Wednesday, August 24, 2011

A stake in the ground

The next time you replace human inspection with a vision system, do you think Production will complain about the false reject rate?

I think so. In fact I’ll bet a slap-up dinner for two that they will. “The system’s kicking out too many parts,” someone will bleat, “And it’s costing us money.”

Well since you know this will happen, why not take action beforehand to head it off? Here’s what I suggest: gather some data on the accuracy of your human inspectors. Juran tells us they’ll be around 80% accurate, though I suspect that’s a long-run, task-dependent number. But assuming he’s correct, that means humans have significant percentages of false rejects as well as false accepts. But how do you get your hands on this data?

One way would be to quarantine all inspected product and reinspect it. But with any respectable sample size your reinspectors will also have an error rate, so how do you know who is right?

I’m sure there are some statistical ways of handling this, but I’d like to suggest a more pragmatic approach: find out what your customers are telling you. Your Quality department almost certainly has data on returns and complaints: go through this to find out how much bad product human inspection is allowing through.

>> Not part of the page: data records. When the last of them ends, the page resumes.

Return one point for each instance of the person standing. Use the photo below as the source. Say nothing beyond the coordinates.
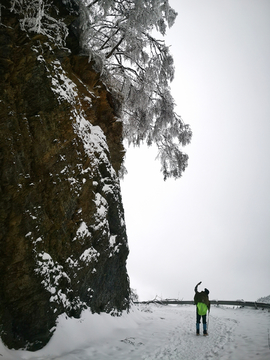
(202, 303)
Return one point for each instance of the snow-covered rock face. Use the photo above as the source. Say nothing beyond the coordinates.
(63, 244)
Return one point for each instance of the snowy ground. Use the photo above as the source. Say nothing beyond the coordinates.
(151, 332)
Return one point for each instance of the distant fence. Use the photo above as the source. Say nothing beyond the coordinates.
(241, 303)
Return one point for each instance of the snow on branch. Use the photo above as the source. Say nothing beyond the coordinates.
(35, 17)
(118, 36)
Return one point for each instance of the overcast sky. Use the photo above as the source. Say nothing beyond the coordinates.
(213, 224)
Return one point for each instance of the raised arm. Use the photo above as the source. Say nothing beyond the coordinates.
(196, 287)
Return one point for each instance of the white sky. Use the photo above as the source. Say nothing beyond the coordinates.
(213, 224)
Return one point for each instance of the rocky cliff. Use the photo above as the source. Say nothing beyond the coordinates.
(63, 244)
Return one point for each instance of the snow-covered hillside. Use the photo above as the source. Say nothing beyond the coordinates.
(151, 332)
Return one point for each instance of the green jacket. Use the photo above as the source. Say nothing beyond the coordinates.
(201, 297)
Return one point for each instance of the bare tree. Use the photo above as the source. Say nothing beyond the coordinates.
(118, 36)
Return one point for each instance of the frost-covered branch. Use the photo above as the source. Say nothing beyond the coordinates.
(119, 35)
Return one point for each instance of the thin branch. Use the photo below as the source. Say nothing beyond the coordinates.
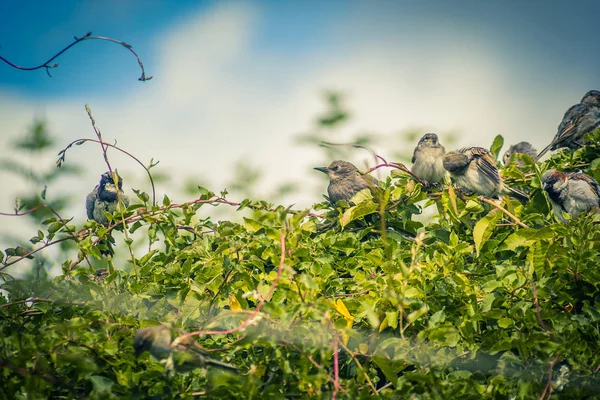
(548, 389)
(504, 210)
(87, 36)
(34, 299)
(249, 320)
(336, 367)
(78, 142)
(537, 308)
(128, 240)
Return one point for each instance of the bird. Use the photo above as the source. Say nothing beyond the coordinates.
(104, 198)
(579, 120)
(428, 159)
(474, 169)
(571, 192)
(345, 181)
(519, 148)
(183, 357)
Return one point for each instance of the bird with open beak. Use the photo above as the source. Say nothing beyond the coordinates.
(105, 198)
(184, 356)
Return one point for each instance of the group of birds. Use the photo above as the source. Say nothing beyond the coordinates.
(474, 169)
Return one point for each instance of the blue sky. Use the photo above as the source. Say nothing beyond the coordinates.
(238, 80)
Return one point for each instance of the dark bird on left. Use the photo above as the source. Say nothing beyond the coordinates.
(345, 180)
(579, 120)
(474, 169)
(184, 356)
(104, 198)
(519, 148)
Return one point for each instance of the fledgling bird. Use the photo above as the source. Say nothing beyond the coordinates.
(184, 357)
(104, 198)
(519, 148)
(345, 180)
(474, 169)
(428, 164)
(579, 120)
(573, 193)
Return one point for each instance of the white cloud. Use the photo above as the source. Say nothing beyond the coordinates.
(216, 98)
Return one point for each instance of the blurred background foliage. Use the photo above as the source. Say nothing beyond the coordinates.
(478, 306)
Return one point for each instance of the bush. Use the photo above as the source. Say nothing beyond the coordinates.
(488, 302)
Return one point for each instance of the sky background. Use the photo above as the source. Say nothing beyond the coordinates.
(239, 80)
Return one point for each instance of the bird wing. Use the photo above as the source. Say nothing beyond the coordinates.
(90, 200)
(486, 164)
(579, 176)
(568, 126)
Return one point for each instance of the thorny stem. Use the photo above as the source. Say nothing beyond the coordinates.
(87, 36)
(128, 240)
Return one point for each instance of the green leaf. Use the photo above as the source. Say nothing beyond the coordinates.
(358, 211)
(484, 228)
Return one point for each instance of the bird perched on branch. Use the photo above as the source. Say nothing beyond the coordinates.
(573, 193)
(579, 120)
(184, 356)
(105, 198)
(474, 169)
(428, 159)
(345, 180)
(519, 148)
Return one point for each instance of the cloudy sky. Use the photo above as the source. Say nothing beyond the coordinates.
(238, 80)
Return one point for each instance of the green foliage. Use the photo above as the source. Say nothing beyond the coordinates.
(477, 306)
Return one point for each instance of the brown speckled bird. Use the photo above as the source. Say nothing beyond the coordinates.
(474, 169)
(428, 159)
(579, 120)
(573, 193)
(345, 180)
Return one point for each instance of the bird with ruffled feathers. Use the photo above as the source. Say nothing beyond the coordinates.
(474, 169)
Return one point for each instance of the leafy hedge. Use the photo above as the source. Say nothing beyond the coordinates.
(488, 302)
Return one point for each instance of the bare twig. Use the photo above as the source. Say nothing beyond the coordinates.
(504, 210)
(78, 142)
(336, 367)
(87, 36)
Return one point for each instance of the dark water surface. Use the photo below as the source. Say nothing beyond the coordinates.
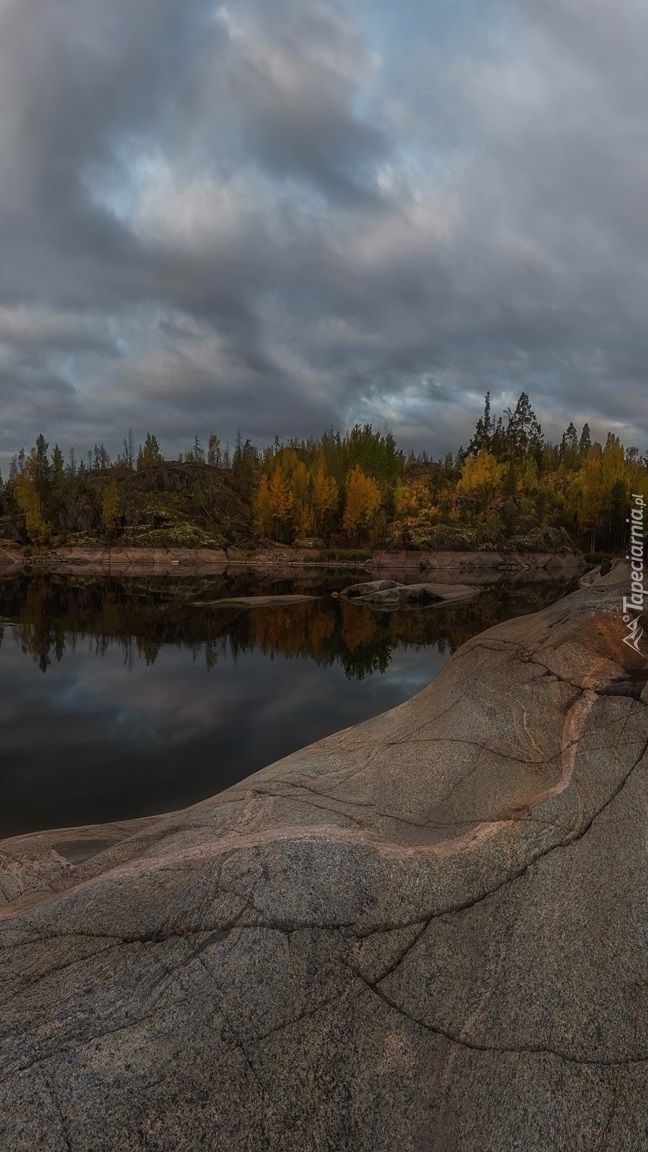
(120, 697)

Calculate what that is as a percentage of total production and you have your False Accept rate. Subtract that from 20% and you have a False Reject rate.

Okay, that’s hardly scientific, but it will give you an indication of how much good product is being scrapped. (Yes, it’s probably over 10% because, in my experience, Inspectors tend to err on the side of caution.)

So how can you use this in your next project? Well hard numbers on the accuracy of your current performance will let you show how the vision system you install does a better job. (And if it doesn’t do better … well just make sure it does!) I suggest though, that rather than trying to design and run your own experiment out in the plant, ask Quality and HR to work on it for you. This will help get some buy-in and add credibility to the results. Sharing the numbers you estimated from customer complaints and Juran’s 80% rule might be enough to spur them into action without further nagging.

That’s what I mean by putting a stake in the ground: establish the current level of performance, so that you can, post-implementation, show an improvement.